1. kavramları karıştırmamak onları birbirinden ayırt etmek ve leksikon bilgisinin izlerini sürmek, onların kültürel, teorik ve pratik anlamını idrak etmenin birinci adımıdır. bu hatırlatmayı yaptıktan sonra cinsel kimliğin dildeki gender ve sex kelimeriyle karşılanmasındaki nüansı belirginleştirelim.

    bilenler bilir gender studies'in yılmaz teorisyeni judith butler, bu konuda bizi aydınlatacak bir karşılaştırma yapmıştır. ona göre sex, biyolojik ve fizyolojik farklıları vurgulamak için kullanılır ki buna biyolojik determinizm denir. kadın ve erkeğin bedeni alenen birbirinden ayrı özelliklerle donatılmış görünmektedir, öyleyse bedenlerimizin bu somut varlıkları onların kimliklerinin hakikatını tanımlar. fakat gender, birçok dilin zamir ve isimlerinin cinsiyetlerini bildiren bir gramer terimidir. şu şekilde: örneğin ingilizce'deki kadınlar için ayrı (she) erkekler için ayrı (he) cins isimler için ayrı (it) bir o vardır ya, işte bu bölünmeyi yapmaya yarayan terimdir. kullandığımız diller belirli bir tarihsel kültürel geçmişe sahiptir ve onun içinde inşa edilmiştir. dil denilen fenomenin ne kadar dinamik olduğunu anlatmanın yeri burası değil ama dilin kendisinin gelişim ve dönüşümleri gender ve sex'in giderek birbirinden uzaklaşmasına neden olduğu söylemek elzemdir. bu sebeple gender yani toplumsal cinsiyet, toplumsal koşullar altında dil kaynağından türeyen ve orada şekillenen kadın, erkek ve başka yönelimlerin ayrıştırılırak cinsel kimliklere evrilmesine neden olan sistemdir.
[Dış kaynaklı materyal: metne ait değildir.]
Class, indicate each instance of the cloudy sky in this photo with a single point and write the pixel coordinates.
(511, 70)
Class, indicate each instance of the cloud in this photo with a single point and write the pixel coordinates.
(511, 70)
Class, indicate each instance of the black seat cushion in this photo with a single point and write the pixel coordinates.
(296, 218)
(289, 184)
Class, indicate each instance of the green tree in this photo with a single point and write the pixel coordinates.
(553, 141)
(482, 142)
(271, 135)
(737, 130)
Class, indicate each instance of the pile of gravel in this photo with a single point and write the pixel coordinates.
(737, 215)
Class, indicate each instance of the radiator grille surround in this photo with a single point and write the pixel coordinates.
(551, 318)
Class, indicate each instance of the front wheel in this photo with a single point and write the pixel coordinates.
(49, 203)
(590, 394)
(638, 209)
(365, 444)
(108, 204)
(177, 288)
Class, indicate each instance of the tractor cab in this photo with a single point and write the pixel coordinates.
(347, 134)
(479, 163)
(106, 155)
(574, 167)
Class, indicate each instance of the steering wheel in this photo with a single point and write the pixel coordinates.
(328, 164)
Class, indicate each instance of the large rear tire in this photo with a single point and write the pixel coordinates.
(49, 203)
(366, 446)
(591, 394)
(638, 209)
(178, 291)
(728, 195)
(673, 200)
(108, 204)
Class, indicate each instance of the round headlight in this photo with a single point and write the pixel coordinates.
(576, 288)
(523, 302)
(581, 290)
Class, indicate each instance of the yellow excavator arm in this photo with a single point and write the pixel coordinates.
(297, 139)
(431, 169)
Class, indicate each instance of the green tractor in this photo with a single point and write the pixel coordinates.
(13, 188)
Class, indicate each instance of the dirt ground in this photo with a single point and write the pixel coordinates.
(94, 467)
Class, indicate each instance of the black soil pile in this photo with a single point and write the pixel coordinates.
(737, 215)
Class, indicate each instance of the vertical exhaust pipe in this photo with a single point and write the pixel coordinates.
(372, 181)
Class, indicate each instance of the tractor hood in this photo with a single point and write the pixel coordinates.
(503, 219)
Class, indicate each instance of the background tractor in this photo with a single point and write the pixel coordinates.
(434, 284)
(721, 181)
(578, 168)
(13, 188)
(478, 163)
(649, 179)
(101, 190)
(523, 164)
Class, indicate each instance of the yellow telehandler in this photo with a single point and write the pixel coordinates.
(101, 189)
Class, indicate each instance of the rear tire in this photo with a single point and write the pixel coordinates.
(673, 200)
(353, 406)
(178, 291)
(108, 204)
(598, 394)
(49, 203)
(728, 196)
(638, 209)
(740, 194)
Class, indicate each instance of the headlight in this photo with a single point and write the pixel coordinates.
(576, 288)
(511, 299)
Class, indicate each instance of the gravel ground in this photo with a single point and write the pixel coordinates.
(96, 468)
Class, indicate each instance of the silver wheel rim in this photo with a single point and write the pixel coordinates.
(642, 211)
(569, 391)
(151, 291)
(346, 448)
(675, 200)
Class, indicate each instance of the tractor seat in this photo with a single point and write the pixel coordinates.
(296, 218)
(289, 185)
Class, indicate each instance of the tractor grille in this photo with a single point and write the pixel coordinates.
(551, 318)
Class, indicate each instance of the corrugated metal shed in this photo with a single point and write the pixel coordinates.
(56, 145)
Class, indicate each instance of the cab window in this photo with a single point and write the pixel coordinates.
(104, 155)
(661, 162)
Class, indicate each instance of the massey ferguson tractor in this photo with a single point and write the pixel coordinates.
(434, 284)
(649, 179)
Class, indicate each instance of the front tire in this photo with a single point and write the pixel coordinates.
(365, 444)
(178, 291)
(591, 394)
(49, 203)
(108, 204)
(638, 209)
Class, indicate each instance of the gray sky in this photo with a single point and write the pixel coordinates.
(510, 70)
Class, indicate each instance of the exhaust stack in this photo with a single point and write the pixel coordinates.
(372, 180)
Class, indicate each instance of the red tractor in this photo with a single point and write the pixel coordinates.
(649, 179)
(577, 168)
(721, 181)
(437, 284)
    simone de beauvoir'un cinsel kimliklerin toplumsal olarak inşa edilişini kısa ama etkili bir şekilde anlatan bir sözü vardır: "insan kadın doğmaz, sonradan olur." buradaki eleştirinin ana noktası kadınlık, erkeklik gibi fenomenlerin nihayetinde onlara atfedilen anlamlar üzerinden doğallaştırılarak biçimlendiğidir. basit bir örnek verelim:

    "kadınlar hamarattır, erkekler savaşçıdır." erkek aşçılara ya da tarihteki güçlü kadın savaşçılara ne demeli? afrika'nın birçok bölgesinde kadınların eve ekmek getiren, sağlam ve özgüvenli kişilikler olarak hayatlarını sürdürdüğünü biliyor muydunuz? demek ki henüz bu nitelikleri niceliksel olarak gerçekçi kılacak veri yokken ifadendirmeler, roller, anlamlandırmalar yapılmıştır.

    peki, cinsel kimliklerin tarihsel sürekliliği nasıl sağlanmaktadır?

    sosyolojide toplumsallaşma diye bir kavram vardır. kısaca tanımlamak gerekirse insanların doğumlarından itibaren içinde yetiştikleri kültürel normları öğrenme ve içselleştirme sürecidir. büyürken çevremizdeki kişileri ve onların arasındaki ilişkileri model alır, onlarla özdeşleşmeler kurar, kuralları algılarız. kadınların öğretmen, erkeklerin mühendis olması gerekliliği gibi kültürel beklentileri annemiz ve babamızın öğütlerinde, yönlendirmelerinde ve ilkokul sıralarında arkadaşlarımız ve öğretmenlerimizin mesajlarında pekiştiririz. kimlik denilen mefhum tamamen insan kültürünün bir yaratımıdır ve insanı ilgilendiren bir belirteçtir. o yüzden biyolojik olarak ne olduğunuzun çok çok ötesinde toplumsal açıdan nasıl konumlandırıldığımız kimliklerimizin kapsayıcı unsurudur. dolayısıyla cinsel kimlikler dilde ve uzantısı olan kültürde kurumlaşmış, ona gömülmüş ve belirli beklentilere nasıl yanıt vereceğinin sınırlarının önceden belirlenmesinin sonucudur.

    not: bu girdide yazar yalnıza bir tartışmayı açıklığa kavuşturmak için zamanında öğrendiği çeşitli bilgileri dokumuş ve size sunmuştur, kısır cinsiyet tartışmalarıyla ilgilenmek istemez, baskın ötekileştirici eğilimleri olan kişilerin kendisine değil kitaplara başvurmasını tembihler.